A kitten. A ghost kitten. The small spirit that had reached out to her, she was certain of it.
It vanished into the roadside darkness, a vacant lot of rain-soaked weeds and tall grass. She followed, the tangle of plants taller than she’d expected, the darkness more encompassing. Muck sucked at her feet. Her teeth chattered from a sudden drop in temperature. Her breath became white vapor. Something was wrong here. Very wrong. One small spirit couldn’t affect the temperature like that.
The kitten circled back, its ethereal glow urging her on. Another glow joined in. Then a third. A fourth. All ghostly kittens, their mews wailing in the darkness. Their tails swished like eerie torches, leading her farther from the street, past a shack, and up a coarse gravel bank to a line of railroad tracks.
Something black lay on the tracks. The size of—
A trash bag.
Kittens.
“Fuck!” Em shouted, running to the bag. No need to look for trains. The only light came from the kittens’ glow. There had to be a live kitten in the bag. Why else would the ghosts have reached out to her?
She dropped to her knees, and the railroad bed’s sharp stones stabbed through her jeans. She clawed at the bag’s drawstring, struggling to rip it open. It didn’t give. She tore at the plastic with her fingernails, panicking until she remembered her knife.
She pulled it from her peacoat and flipped it open. Carefully she cut the drawstring, then worked her way down, slicing the bag from top to bottom like a coroner opening a corpse. Garbage and stench spewed out. Milk cartons. Banana peels. Balled up paper towels. Rags. Meat wrappers—
A dead kitten. Its body covered with coffee grinds, stiff and gray.
Another kitten. Dead. Cold.
Her stomach lurched. Hot tears rolled down her cheeks as she rifled through the rubbish.
The ghost kittens’ yowls circled her, panicked sirens, bringing on more tears. She winced as one of the ghosts batted her hand, claws slicing. Above their cries another sound caught her ear. The whistle of a distant train. Approaching. Quickly.
She grabbed hold of the bag to drag it to safety. But she’d sliced the bag in half and the contents tumbled out onto the rails. She dove her hands into the pile, feeling her way through the garbage. It was too dark to see well, just dim outlines—and stench.
Her fingers found damp, cold fur. Another stiff body. What if the
re wasn’t a living kitten? What if the ghosts just wanted their murder discovered?
The clang of lowering railroad-crossing arms echoed nearby. Another whistle sounded. Louder this time.
A soft mew reached her ear, barely discernible. Not ghostly.
Her fingernails caught on wet things, hard things.

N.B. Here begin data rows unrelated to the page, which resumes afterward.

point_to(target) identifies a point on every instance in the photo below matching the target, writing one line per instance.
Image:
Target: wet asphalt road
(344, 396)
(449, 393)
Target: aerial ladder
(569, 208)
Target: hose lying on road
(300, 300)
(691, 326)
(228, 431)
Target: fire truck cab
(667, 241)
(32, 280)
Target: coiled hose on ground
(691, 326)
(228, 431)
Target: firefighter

The train’s rattling vibrated through the tracks on either side of her. The brightness of its headlights reached her, widening and surrounding her, moving closer.
Please, please, she prayed. Please. Let me find it.
Light brightened the wasteland all around her, the tracks, the garbage bag. Brightness growing stronger by the second. Rattling echoed in her ears.
She touched something tiny and warm. Her fingers found a second one. Lukewarm, gritty fur. Unmoving.
The train’s whistle shrieked. The ghost kittens scattered into the weeds. She scooped up the warmer body, then the cooler one. Not wriggling, but maybe alive.
Another mew came from the rubbish.
With one hand, Em claimed the third kitten, then she slid down the gravel bank and away from the tracks just as the train’s engine screamed past.
The ground shook, the train clattering and clanking behind her as she wiggled out of her coat and bundled the kittens up in it. She was sure they were alive. But how close to death they were, she wasn’t certain. They were far too still and quiet. And small.
She got out her phone and called the Northern Circle’s complex.
Chloe—another recent initiate—answered. “Hello.”
“I need a ride,” Em blurted. “It’s an emergency.”
“What’s wrong?”
“I’m okay. Sort of. I found some kittens. They’re in bad shape.”
“Is that a train I hear?”
“Yeah. Hurry. I’ll be on Pine Street. The north end.” Now that she thought about it, she wasn’t certain where she was. Sometimes when she was with ghosts it was like that, time and space evaporating as she reached into the ethereal. “If I’m not there, look down by the ferry docks.”